El viaje hasta Derbyshire iba a llevarles dos días, porque Elizabeth se sentía muy cansada e incapaz de enfrentarse a largas horas en los caminos. El lunes a media mañana, el carruaje quedó estacionado frente a la puerta, y tras expresar un agradecimiento para el que costaba encontrar las palabras adecuadas, emprendieron el regreso a casa. Los dos pasaron la mayor parte del viaje adormilados, pero estaban despiertos cuando cruzaron la frontera del condado de Derbyshire, y con entusiasmo creciente fueron atravesando aldeas conocidas y pasando por caminos recordados. Un día antes solo sabían que eran felices; ahora sentían que la dicha irradiaba desde todo su ser. Su llegada a Pemberley no pudo ser más distinta de su salida. Todo el servicio uniformado, impecable, se alineaba para recibirlos, y vieron lágrimas en los ojos de la señora Reynolds, que, tras dedicarles una reverencia, emocionada y sin palabras, les dio la bienvenida a casa.

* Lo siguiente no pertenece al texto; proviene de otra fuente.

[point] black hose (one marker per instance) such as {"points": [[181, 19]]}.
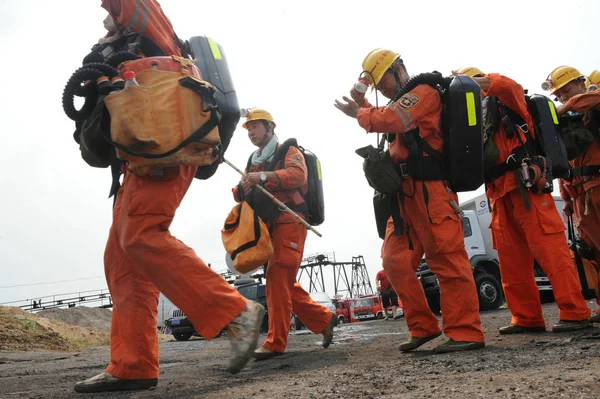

Lo primero que hicieron fue visitar las habitaciones de los niños, donde Fitzwilliam y Charles los recibieron entre gritos y saltos de alegría. Allí, la señora Donovan los puso al corriente de las novedades. Habían ocurrido tantas cosas en la semana que habían pasado en Londres, que a Elizabeth le parecía que llevaban ausentes varios meses. Después llegó el turno de la señora Reynolds.

– ‌No se preocupe, señora, que no hay nada malo que contar, aunque sí existe un asunto de cierta importancia del que debo hablarle.

Elizabeth le sugirió que se trasladaran a su saloncito privado, como de costumbre. La señora Reynolds agitó la campanilla y pidió té para las dos. Se sentaron frente a la chimenea, que habían encendido no tanto porque hiciera frío como para crear una sensación de mayor calidez, y la señora Reynolds tomó la palabra.

– ‌Hemos sabido, por supuesto, de la confesión de Will en relación con la muerte del capitán Denny, y sentimos tristeza por la señora Bidwell, aunque algunos han criticado al muchacho por no haber hablado antes y haberles ahorrado al señor Darcy y a usted, además de al señor Wickham, tanta angustia y sufrimientos. Su decisión vino motivada por su necesidad de disponer de tiempo para quedar en paz con Dios, pero hay quien opina que ha habido que pagar un precio muy alto por ella. Ha sido enterrado en el campo santo de la iglesia. El señor Oliphant habló de él con mucho sentimiento, y la señora Bidwell agradeció la nutrida asistencia de personas venidas sobre todo de Lambton. La gente llevó unas flores preciosas, y el señor Stoughton y yo encargamos una corona de su parte y de parte del señor Darcy. No dudamos de que eso es lo que ustedes habrían querido. Pero es de Louisa de quien deseo hablarle.